Retrieving certain hydrodynamics coefficients from a marine craft during a maneuver can be useful for various reasons, such as the validation of project specifications or the rapid verification of structural changes that could impact the vessel movement. Intended to estimate some of these parameters, the present work proposes a method purely based on traditional Extended Kalman Filter (EKF) focused for limited drift angles. Albeit not posing as a replacement to conventional estimations, such as from Computer Fluid Dynamics (CFD) — which solve equations in order of millions — and experimental tests — with its time-consuming preparation setups and post-analyses — the method can possibly present itself as a convenient and quicky technique to estimate the hydrodynamics coefficients in real time, as each iteration resorts only into a few dozen of equations.
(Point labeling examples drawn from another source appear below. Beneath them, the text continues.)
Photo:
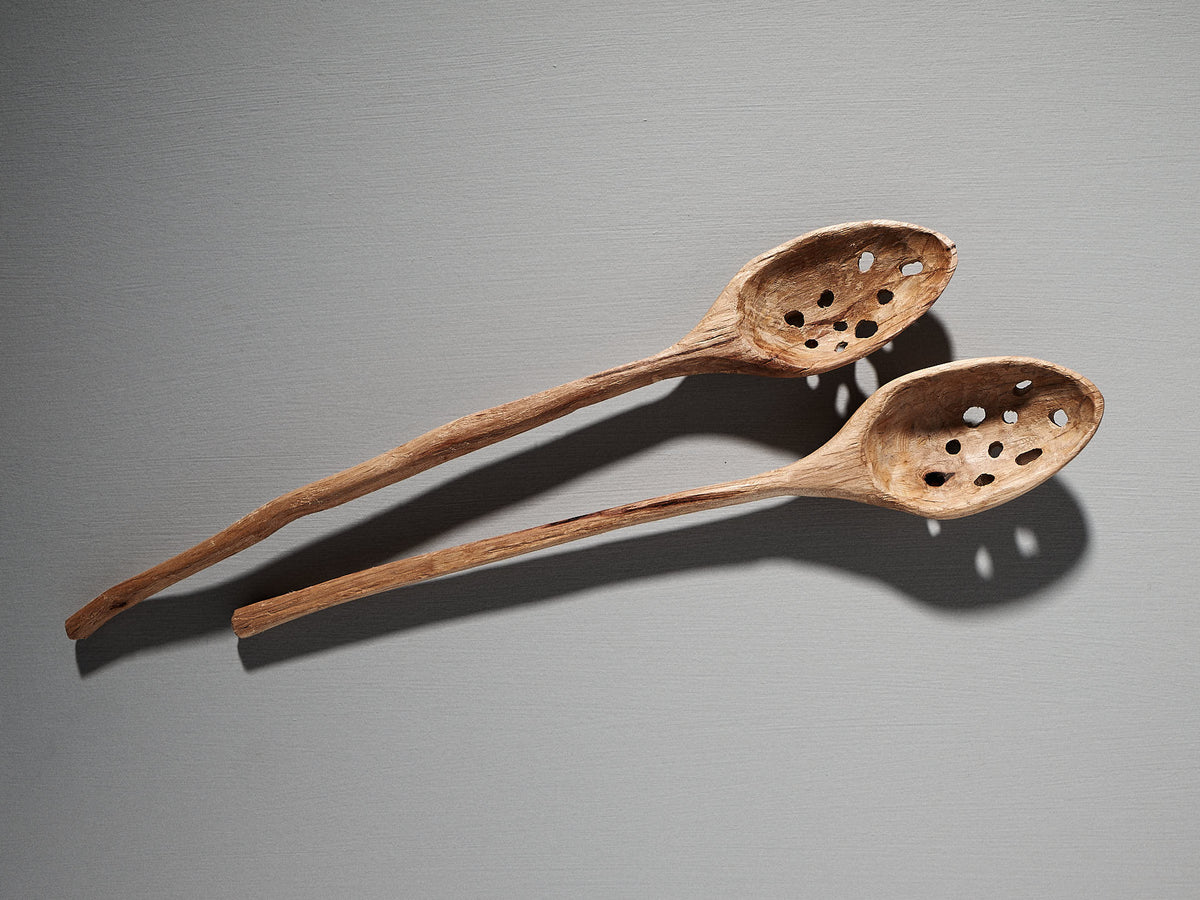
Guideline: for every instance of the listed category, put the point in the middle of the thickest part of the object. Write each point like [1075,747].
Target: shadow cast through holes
[792,414]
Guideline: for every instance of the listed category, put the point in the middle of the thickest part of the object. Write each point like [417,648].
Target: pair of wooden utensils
[941,443]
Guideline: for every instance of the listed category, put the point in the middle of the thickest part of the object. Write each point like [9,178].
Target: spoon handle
[259,617]
[439,445]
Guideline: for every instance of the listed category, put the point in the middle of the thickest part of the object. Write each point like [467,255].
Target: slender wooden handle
[265,615]
[439,445]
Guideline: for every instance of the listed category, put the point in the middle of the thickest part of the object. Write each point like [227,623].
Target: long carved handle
[439,445]
[265,615]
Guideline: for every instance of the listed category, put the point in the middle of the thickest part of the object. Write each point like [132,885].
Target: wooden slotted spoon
[942,443]
[814,304]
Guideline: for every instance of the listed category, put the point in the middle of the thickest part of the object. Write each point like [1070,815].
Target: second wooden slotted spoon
[814,304]
[941,443]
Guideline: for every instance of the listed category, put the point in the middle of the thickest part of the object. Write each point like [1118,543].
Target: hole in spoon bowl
[865,329]
[973,417]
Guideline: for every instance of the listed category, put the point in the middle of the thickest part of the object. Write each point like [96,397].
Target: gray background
[246,245]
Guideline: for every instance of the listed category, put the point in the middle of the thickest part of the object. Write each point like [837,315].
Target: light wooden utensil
[816,303]
[942,443]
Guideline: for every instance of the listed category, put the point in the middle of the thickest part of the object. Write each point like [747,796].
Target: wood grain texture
[923,444]
[816,303]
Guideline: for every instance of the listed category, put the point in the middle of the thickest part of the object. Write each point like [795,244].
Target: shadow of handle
[1029,544]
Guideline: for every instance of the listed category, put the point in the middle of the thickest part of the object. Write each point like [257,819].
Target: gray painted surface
[246,245]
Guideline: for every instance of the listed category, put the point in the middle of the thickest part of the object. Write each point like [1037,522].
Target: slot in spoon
[941,443]
[820,301]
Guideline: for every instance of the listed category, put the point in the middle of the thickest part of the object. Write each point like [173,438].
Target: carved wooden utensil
[942,443]
[816,303]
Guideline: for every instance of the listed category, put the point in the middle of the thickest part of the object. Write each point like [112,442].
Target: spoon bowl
[942,443]
[833,295]
[960,438]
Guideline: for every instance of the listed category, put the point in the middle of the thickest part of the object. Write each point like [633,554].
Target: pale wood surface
[816,303]
[913,445]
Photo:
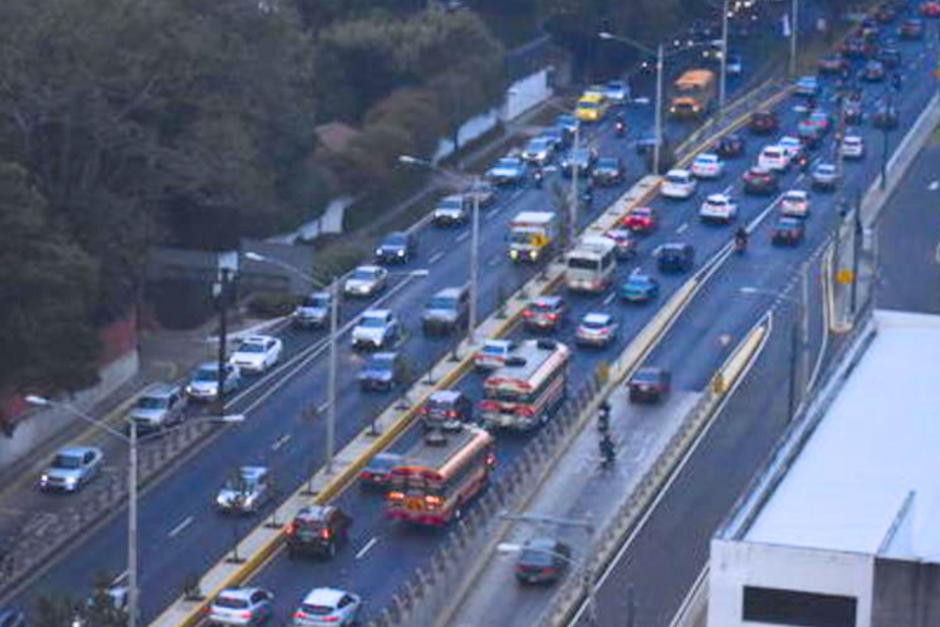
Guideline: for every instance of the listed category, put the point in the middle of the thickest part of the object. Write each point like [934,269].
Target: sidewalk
[578,489]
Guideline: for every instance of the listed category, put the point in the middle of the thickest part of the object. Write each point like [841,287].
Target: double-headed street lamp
[133,591]
[474,235]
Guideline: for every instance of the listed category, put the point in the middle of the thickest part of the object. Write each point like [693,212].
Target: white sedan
[257,353]
[365,281]
[795,203]
[718,208]
[707,166]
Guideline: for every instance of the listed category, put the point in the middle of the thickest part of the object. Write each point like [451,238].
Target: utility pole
[794,29]
[474,265]
[331,379]
[132,477]
[724,58]
[658,114]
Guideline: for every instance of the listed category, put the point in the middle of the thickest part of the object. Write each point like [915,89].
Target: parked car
[825,176]
[676,257]
[707,165]
[608,171]
[204,384]
[446,311]
[366,281]
[493,354]
[788,232]
[626,244]
[764,122]
[795,203]
[451,210]
[718,208]
[382,371]
[539,151]
[257,353]
[327,606]
[376,328]
[852,147]
[730,146]
[313,311]
[597,329]
[641,220]
[639,288]
[545,313]
[649,385]
[508,171]
[377,470]
[759,180]
[446,409]
[246,491]
[241,606]
[397,247]
[678,184]
[72,468]
[318,530]
[542,560]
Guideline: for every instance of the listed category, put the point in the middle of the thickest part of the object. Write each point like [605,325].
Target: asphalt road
[670,549]
[275,434]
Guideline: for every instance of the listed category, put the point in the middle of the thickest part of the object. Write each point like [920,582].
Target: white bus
[590,267]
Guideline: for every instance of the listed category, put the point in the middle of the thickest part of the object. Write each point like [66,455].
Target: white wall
[737,564]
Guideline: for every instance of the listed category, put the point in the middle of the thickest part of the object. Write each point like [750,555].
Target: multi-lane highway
[182,535]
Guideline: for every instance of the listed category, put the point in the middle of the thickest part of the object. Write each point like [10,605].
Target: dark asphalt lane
[187,493]
[671,548]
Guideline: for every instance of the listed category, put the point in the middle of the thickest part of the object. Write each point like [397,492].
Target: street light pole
[658,114]
[474,267]
[724,57]
[794,28]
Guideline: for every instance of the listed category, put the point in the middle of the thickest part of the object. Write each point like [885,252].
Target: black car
[886,117]
[730,146]
[318,530]
[583,158]
[397,247]
[377,470]
[608,171]
[649,385]
[764,122]
[382,371]
[446,409]
[542,560]
[788,232]
[675,257]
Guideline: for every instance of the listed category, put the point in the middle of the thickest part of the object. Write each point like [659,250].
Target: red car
[930,9]
[641,220]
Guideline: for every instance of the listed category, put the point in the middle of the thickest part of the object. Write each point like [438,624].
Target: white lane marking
[281,441]
[178,529]
[365,549]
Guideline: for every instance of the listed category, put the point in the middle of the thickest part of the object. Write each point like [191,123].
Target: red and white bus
[528,388]
[439,475]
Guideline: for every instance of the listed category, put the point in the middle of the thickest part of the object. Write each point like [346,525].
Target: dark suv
[318,530]
[446,409]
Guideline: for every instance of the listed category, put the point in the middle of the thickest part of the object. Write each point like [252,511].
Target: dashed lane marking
[178,529]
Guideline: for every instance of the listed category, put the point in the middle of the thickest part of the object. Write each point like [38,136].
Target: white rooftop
[877,443]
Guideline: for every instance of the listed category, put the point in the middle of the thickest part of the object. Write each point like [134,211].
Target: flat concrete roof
[878,442]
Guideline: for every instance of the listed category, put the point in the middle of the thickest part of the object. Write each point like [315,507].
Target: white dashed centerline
[178,529]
Preliminary results in the simulated environment called pyDyna — a python version of the Numerical Offshore Tank ship maneuvering simulator — indicate this procedure is faster along with an acceptable margin of accuracy, possibly pointing as a feature for future digital twin applications.
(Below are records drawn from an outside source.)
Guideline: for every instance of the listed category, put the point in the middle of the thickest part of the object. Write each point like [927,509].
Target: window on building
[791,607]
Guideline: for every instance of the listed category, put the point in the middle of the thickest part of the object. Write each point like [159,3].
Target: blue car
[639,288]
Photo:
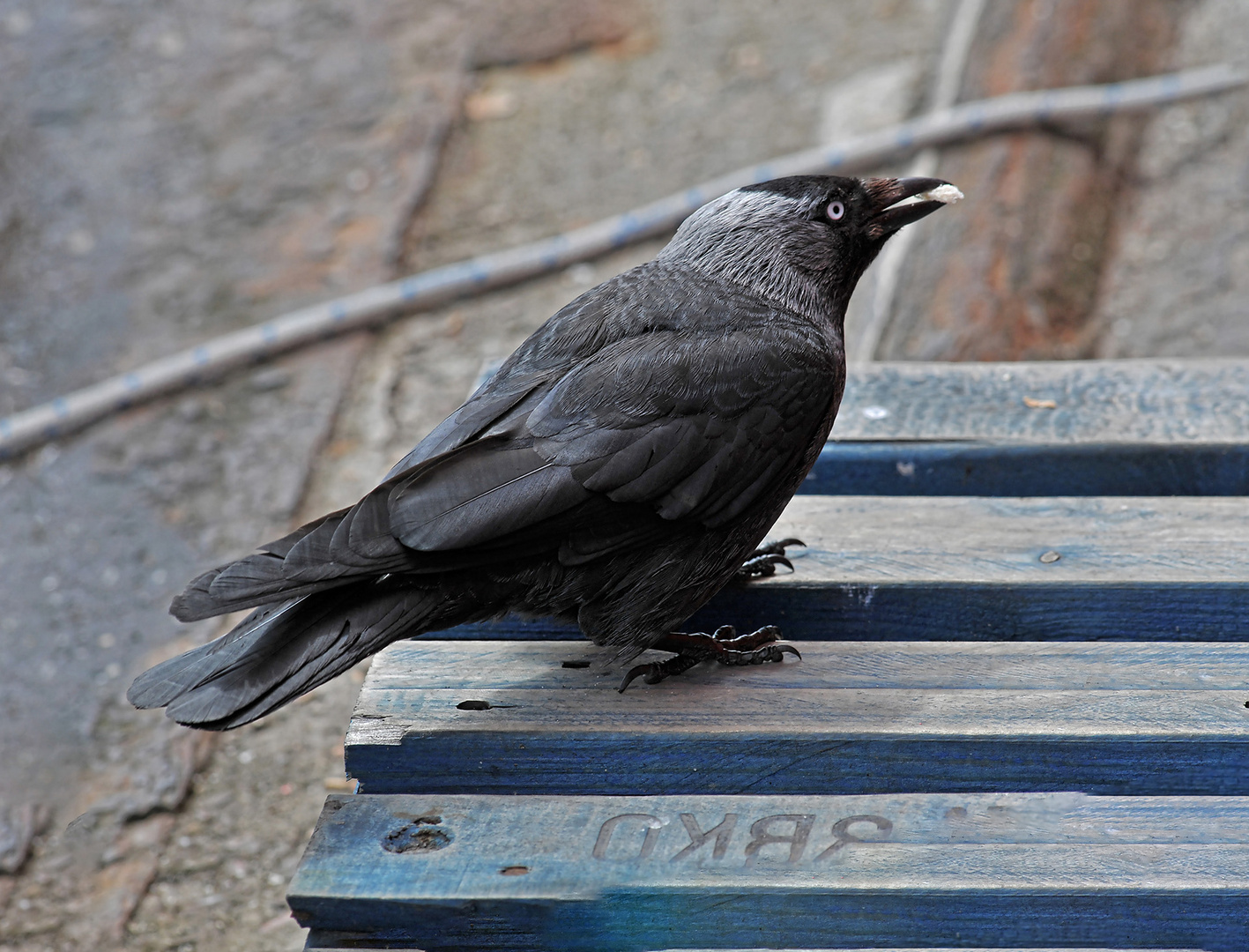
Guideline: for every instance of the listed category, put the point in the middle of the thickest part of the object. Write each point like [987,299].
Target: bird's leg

机动舰船的数字孪生:基于运动传感器的导数和阻力系数的实时估计
在机动过程中从船舶中获取某些流体动力学系数可以用于各种原因,例如验证项目规范或快速验证可能影响船舶运动的结构变化。为了估计这些参数,本工作提出了一种纯粹基于传统扩展卡尔曼滤波(EKF)的方法,聚焦于有限漂移角。尽管不能取代传统的估算方法,比如计算机流体动力学(CFD)——以百万计的顺序求解方程——和实验测试——耗时的准备设置和后期分析——但该方法可能是一种方便、快速的技术,可以实时估计流体动力学系数,因为每次迭代只涉及几十个方程。在名为pyDyna的模拟环境(一个python版本的数值离岸油轮操纵模拟器)中进行的初步结果表明,该程序速度更快,并且具有可接受的精度范围,可能是未来数字孪生应用的一个特点。
本文章由计算机程序翻译,如有差异,请以英文原文为准。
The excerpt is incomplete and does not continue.